Seattle is a hub for both Delta Air Lines and Alaska Airlines. Qantas is partnered with Alaska, which provides Qantas some connectivity from Los Angeles and San Francisco, supplementing American. However, it makes sense for Qantas to focus on American hubs as it expands in the US, particularly given the two partners plan to reapply for anti-trust approval and hope to eventually implement a joint venture covering the Australia-US market.
It would be easier for Delta to make an Australia-Seattle route successful. But this is not a likely scenario and Delta would almost certainly operate from Sydney to Seattle rather than from Brisbane, given that Sydney is a much larger market (for both local traffic and traffic connecting beyond Seattle).
Brisbane-Chicago is a more logical option for Qantas. While Brisbane-Chicago is also a small local market, Chicago is a big American hub. Qantas would therefore be able to offer connections throughout the Midwest and Eastern US. Boston, Miami, Orlando, Washington DC are all among the top 10 US destinations from Brisbane that are not served nonstop.
New York is the largest US destination from Brisbane that is not served nonstop but Qantas will focus on serving the Brisbane-New York market with its own one-stop flight via Los Angeles.
The second and third largest US destinations from Brisbane, that do not currently have a nonstop option, are San Francisco and Las Vegas. Qantas has not been considering a Brisbane-San Francisco service as its preference is to open a new US destination. Therefore, it will continue to offer Brisbane-San Francisco passengers the option of flying via Sydney on Qantas or connecting in Los Angeles to American.
Dallas is the fifth largest US destination from Brisbane that is not served nonstop – it is slightly smaller than Seattle and slightly bigger than Chicago. Dallas would not be a new US destination for Qantas as it is now served from Sydney. Qantas currently operates Sydney-Dallas nonstop in both directions but for three years after the route was launched in 2011 it made a stop in Brisbane in the westbound direction.

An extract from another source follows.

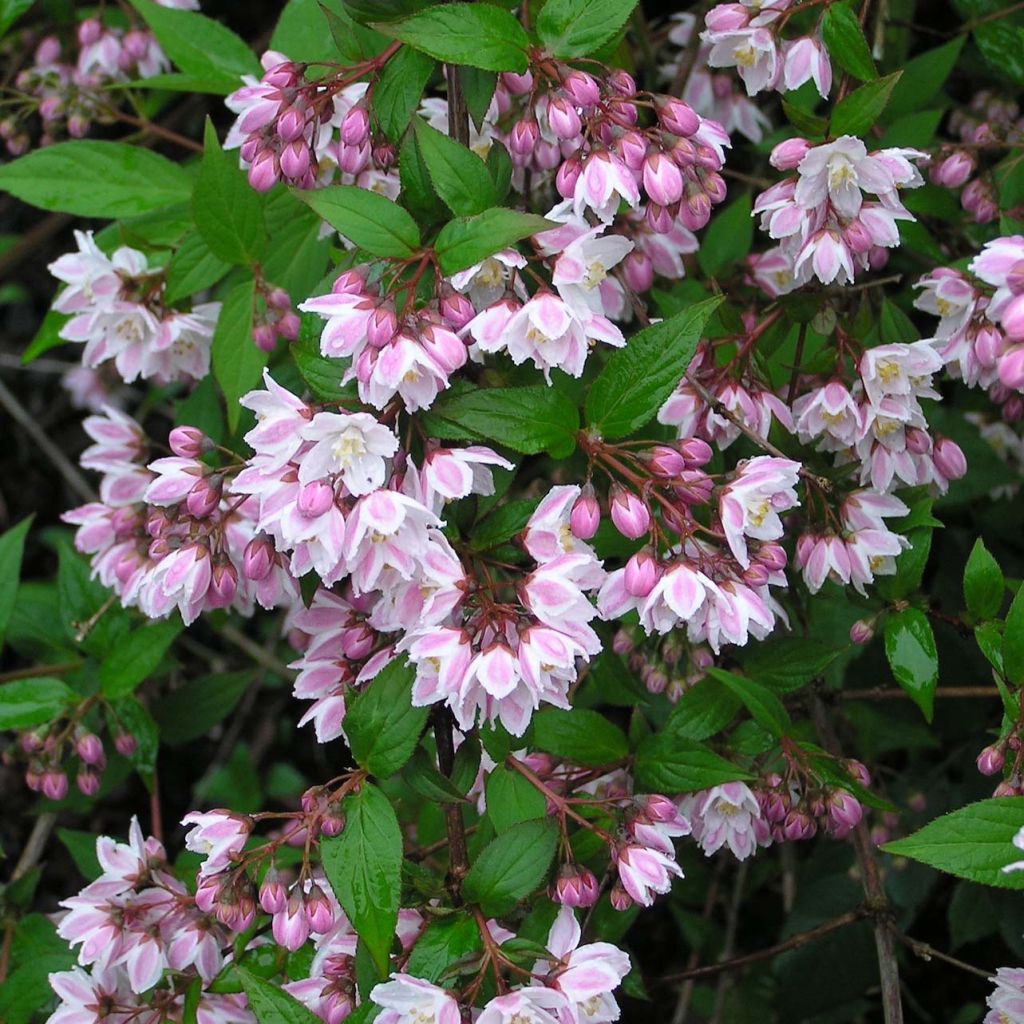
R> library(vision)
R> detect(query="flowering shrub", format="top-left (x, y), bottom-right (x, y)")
top-left (3, 0), bottom-right (1024, 1022)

Launching Brisbane-Dallas with the last batch of 787s would be sensible although it does not meet Qantas’ objective of adding a new US destination. Dallas would offer better connectivity than Chicago or Seattle. Dallas is American’s largest hub and generally an easier airport to connect in than Chicago O’Hare.
For most destinations in the eastern and central US, Dallas would offer faster total transit times than Chicago from Brisbane. Dallas also offers connections to Latin America which Chicago generally does not offer.

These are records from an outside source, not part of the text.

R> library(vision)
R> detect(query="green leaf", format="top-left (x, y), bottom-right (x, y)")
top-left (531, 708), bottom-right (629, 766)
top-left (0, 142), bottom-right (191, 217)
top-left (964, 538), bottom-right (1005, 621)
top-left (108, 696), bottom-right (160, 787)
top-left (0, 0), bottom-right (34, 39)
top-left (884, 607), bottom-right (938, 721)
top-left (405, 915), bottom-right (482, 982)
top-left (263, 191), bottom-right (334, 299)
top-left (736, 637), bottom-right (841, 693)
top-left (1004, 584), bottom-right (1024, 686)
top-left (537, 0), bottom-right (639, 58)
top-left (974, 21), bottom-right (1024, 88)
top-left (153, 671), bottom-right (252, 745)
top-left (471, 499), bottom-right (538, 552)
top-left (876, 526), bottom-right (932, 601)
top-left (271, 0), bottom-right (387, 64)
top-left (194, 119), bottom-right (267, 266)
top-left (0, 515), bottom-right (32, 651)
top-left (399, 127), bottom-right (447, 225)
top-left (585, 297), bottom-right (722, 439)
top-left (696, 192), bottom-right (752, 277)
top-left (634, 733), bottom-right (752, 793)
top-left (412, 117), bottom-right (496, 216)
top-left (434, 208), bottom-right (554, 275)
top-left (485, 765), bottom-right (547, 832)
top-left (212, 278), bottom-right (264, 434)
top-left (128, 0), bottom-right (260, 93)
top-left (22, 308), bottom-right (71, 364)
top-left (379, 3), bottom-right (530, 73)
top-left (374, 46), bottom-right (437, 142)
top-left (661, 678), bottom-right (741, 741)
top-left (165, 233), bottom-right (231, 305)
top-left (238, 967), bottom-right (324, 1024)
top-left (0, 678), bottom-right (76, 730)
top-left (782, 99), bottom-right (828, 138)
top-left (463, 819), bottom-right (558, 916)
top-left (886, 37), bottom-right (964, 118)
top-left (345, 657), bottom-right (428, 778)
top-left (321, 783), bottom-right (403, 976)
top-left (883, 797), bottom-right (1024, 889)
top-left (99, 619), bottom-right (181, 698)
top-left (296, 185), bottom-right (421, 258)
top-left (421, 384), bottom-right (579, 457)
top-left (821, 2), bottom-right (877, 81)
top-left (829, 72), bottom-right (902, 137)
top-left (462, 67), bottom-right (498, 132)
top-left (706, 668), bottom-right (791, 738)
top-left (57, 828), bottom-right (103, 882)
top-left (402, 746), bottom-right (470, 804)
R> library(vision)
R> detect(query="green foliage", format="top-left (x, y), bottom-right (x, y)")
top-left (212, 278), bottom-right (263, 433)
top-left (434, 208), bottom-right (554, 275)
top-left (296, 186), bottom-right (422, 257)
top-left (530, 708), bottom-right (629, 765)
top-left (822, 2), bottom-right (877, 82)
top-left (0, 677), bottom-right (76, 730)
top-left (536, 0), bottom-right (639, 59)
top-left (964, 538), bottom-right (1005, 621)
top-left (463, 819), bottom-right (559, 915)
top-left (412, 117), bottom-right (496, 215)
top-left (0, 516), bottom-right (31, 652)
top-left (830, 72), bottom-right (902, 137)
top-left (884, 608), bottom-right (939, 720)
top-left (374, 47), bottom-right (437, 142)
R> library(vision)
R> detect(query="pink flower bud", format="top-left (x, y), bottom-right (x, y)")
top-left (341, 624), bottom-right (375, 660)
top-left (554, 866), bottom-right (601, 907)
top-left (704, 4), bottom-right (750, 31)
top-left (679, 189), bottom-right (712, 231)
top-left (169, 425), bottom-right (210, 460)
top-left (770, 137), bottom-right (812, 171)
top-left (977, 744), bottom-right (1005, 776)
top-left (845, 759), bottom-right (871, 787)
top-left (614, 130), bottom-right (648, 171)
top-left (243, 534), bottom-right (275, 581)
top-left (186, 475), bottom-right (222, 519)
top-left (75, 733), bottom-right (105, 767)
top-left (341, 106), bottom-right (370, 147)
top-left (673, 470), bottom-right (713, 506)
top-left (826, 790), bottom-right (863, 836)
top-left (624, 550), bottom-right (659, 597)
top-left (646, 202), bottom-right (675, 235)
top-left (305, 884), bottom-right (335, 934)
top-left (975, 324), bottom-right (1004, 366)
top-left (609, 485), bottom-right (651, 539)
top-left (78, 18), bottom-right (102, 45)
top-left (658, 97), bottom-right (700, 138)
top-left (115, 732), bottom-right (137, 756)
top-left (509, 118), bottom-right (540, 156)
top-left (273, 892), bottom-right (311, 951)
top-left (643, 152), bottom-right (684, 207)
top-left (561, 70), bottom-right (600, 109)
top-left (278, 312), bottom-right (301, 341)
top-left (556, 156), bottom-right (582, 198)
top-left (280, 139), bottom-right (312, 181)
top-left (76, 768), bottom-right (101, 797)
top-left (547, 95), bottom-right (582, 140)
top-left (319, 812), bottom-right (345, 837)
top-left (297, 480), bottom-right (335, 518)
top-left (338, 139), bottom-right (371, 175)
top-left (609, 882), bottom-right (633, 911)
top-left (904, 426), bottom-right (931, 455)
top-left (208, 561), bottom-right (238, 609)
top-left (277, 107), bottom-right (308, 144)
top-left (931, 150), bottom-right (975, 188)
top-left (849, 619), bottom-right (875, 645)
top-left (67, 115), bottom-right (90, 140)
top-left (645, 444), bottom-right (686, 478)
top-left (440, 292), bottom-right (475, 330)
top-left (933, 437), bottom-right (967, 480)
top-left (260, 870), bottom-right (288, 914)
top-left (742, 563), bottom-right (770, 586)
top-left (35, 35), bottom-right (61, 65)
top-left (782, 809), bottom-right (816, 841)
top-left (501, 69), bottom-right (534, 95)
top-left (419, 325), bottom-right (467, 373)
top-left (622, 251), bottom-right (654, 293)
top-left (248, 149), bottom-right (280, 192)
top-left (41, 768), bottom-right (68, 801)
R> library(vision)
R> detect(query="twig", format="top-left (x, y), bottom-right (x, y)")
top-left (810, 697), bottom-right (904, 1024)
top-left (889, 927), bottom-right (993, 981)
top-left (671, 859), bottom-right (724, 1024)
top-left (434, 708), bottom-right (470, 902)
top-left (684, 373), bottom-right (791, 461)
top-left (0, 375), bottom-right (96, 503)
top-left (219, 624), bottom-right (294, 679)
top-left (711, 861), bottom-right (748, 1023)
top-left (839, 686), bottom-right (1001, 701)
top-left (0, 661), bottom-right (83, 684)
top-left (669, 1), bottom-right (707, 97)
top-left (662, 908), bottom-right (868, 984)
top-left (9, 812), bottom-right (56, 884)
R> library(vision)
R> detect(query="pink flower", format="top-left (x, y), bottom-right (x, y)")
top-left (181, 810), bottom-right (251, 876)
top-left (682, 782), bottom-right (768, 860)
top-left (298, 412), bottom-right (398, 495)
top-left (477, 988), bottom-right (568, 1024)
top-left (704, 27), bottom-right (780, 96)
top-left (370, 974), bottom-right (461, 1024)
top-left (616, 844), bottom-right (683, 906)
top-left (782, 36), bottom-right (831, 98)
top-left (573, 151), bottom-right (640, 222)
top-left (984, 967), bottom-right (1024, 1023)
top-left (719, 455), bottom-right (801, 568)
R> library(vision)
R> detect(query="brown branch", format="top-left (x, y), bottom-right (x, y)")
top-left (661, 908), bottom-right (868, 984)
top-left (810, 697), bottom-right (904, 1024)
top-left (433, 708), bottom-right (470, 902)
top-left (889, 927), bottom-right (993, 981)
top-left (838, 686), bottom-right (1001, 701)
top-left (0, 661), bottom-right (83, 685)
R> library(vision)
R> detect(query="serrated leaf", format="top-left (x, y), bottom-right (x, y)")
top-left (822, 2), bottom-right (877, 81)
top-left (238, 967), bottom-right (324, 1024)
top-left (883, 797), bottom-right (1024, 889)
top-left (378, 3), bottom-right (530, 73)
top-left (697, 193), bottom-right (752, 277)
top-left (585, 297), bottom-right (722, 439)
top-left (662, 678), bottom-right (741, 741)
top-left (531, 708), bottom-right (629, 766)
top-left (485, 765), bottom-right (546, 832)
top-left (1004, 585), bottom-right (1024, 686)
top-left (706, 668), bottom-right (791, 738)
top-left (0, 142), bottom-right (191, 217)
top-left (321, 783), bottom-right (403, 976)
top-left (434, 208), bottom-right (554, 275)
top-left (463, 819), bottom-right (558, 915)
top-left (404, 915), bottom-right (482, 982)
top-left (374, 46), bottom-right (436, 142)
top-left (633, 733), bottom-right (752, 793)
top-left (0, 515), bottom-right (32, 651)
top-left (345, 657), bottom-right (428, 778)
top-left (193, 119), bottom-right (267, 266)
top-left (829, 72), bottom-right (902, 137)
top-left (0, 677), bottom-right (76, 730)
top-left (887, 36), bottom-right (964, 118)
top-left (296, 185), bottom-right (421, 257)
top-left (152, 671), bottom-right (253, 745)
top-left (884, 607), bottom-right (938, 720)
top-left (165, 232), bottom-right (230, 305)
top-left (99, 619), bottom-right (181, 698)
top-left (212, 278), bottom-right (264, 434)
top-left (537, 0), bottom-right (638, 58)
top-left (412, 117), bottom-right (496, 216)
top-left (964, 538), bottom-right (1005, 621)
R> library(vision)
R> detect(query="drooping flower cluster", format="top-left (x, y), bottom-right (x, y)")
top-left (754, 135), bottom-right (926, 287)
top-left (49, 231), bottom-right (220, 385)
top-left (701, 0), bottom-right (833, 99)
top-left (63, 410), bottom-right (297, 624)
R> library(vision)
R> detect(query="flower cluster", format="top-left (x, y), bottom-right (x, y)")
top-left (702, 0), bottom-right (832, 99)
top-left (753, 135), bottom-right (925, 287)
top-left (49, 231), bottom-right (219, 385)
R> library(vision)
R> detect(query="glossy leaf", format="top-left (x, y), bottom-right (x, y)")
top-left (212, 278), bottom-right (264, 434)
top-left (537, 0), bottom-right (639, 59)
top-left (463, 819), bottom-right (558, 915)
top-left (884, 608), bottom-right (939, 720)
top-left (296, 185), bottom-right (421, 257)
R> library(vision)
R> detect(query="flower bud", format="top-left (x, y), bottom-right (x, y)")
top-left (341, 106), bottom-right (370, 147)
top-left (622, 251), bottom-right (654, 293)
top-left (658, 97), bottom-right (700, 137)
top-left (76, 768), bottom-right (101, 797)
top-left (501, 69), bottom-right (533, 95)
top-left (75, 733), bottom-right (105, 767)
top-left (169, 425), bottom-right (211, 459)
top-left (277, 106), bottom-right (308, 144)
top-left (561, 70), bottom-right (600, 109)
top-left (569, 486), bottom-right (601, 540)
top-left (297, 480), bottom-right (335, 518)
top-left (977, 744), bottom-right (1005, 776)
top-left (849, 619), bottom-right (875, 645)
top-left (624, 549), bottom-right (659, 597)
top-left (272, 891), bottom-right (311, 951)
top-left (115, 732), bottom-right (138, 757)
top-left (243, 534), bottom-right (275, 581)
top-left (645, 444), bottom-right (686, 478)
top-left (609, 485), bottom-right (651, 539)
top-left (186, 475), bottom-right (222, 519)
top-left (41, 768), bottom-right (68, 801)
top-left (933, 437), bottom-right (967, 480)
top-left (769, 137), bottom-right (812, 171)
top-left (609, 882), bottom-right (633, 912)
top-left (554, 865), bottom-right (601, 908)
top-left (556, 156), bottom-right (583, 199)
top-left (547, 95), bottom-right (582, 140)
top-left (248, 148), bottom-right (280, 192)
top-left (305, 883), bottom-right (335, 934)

Connectivity should be the main factor in selecting a new US route given that regardless of which US airport Qantas selects a majority of passengers will be connecting. Qantas essentially with this exercise is selecting the connecting airport that is best for Brisbane-US passengers that are not heading to California or New York.
Los Angeles now accounts for over 30% of total Brisbane-continental US traffic. As Qantas is down-gauging Brisbane-Los Angeles (its only existing Brisbane-US route) from 364-seat 747-400s to 236-seat 787-9s, a much larger portion of its Brisbane-Los Angeles traffic will consist of local traffic.
Qantas’ Brisbane-US capacity will increase by 30% as it transitions from one 747-400 flight to two 787-9 flights. It could have opted to increase Brisbane-Los Angeles capacity with a double daily service and continue relying entirely on the Los Angeles hub. By selecting a new destination, Qantas is reducing capacity to Los Angeles by 35%, forcing it to focus the Brisbane-Los Angeles flight on the local market along with New York (using Qantas metal) and connections within the US west coast.
The rest of the US will have to be mainly covered by the new flight. As the rest of the US would not be well served via Seattle, a Brisbane-Seattle route is not a viable option.